材料刻印を金型に設定するためには、刻印文字、フォントの種類、大きさ、文字深さ、成形品に対し凹凸、範囲などの取り決めが必要。
JIS規格例
- 単一構成素材
例) >ABS<
- ポリマーブレンド又はアロイ ポリマーブレンド又はアロイ素材
例) >PC+ABS<
(最初に主成分を,続いて他成分を質量分率の大きい順に + 記号で区切る)
- 充てん材又は強化材
例) >PP-MD30<
(単一の充てん材又は強化材を含む組成物は,ポリマーの略語の後にハイフンを付ける)
- 鉱物粉末15 質量%及びガラス繊維(GF)25 質量%の混合物を含むポリアミド 66 の場合
例) >PA66-(GF25+MD15)< 又は >PA66-(GF+MD)40<
例) 25g以上の樹脂成形品には材料刻印が必要
金型が出来上がってから刻印を追加する場合は、余計なコストが掛かる場合があるので、先に客先と合意しておく必要がある。
デートマークの有無や位置の確認
デートマークは、金型や成形品上に刻まれる日付や番号で、製造日や製品のトレーサビリティを確保するために使用されます。デートマークを適切に配置し、正確な情報を記録することで、製品の品質管理を効果的に行うことができます。
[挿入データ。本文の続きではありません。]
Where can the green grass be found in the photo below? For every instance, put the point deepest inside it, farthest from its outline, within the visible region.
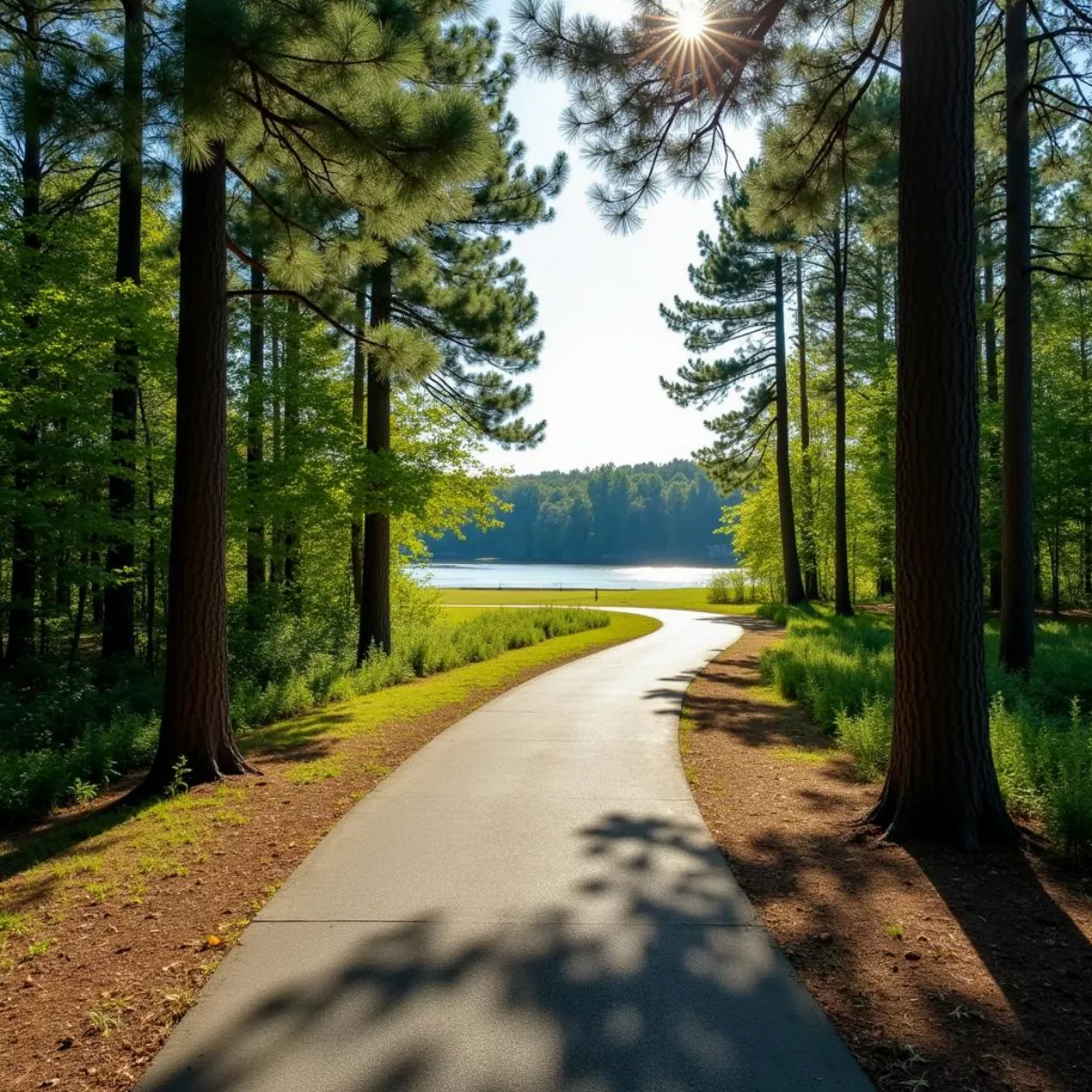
(665, 599)
(123, 851)
(842, 672)
(370, 713)
(270, 682)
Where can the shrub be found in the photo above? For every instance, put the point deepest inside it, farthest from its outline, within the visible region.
(736, 585)
(842, 672)
(866, 736)
(288, 667)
デートマークは幾つかの種類があり、量産開始時期や使用年数、年、月、大きさ、文字深さなどの取り決めが事前に必要となります。
タイプ
- PL面交換タイプ
- プレート側交換タイプ
- 凸文字タイプ
- アジャスタブルタイプ
金型が出来上がってから追加するのは困難な場合があるので、打ち合わせの段階で取り決めを行っておこう。
ショットカウンターの設置有無の確認
ショットカウンターは、金型が何回使用されたか(金型が閉じる毎にカウントされる)を正確に計測するためのカウンティングデバイスです。射出成形では、金型の寿命が定められており、適切なタイミングでメンテナンスや修理を行う必要があります。ショットカウンターは金型の寿命管理に役立ち、成形品の歩留まりや金型の予防保全の計画を立てる際に重要なデータとなります。
金型ショット数の管理や金型寿命の確認に必要なので、客先と打ち合わせ時に確認をしておく。
糸引き防止スプールの設置が必要か客先に確認
成形時にスプールから固化した材料が離型する時に糸引きが発生することがあります。糸引き防止スプールは、この問題を軽減するために設計され、スプールからの糸引きを抑えます。
糸引きしやすい成形材料やハイサイクル条件の場合は、客先との打ち合わせ時に提案しておく。
糸引きが発生したまま成形すると、金型PL面に樹脂を挟み込みダメージを与える。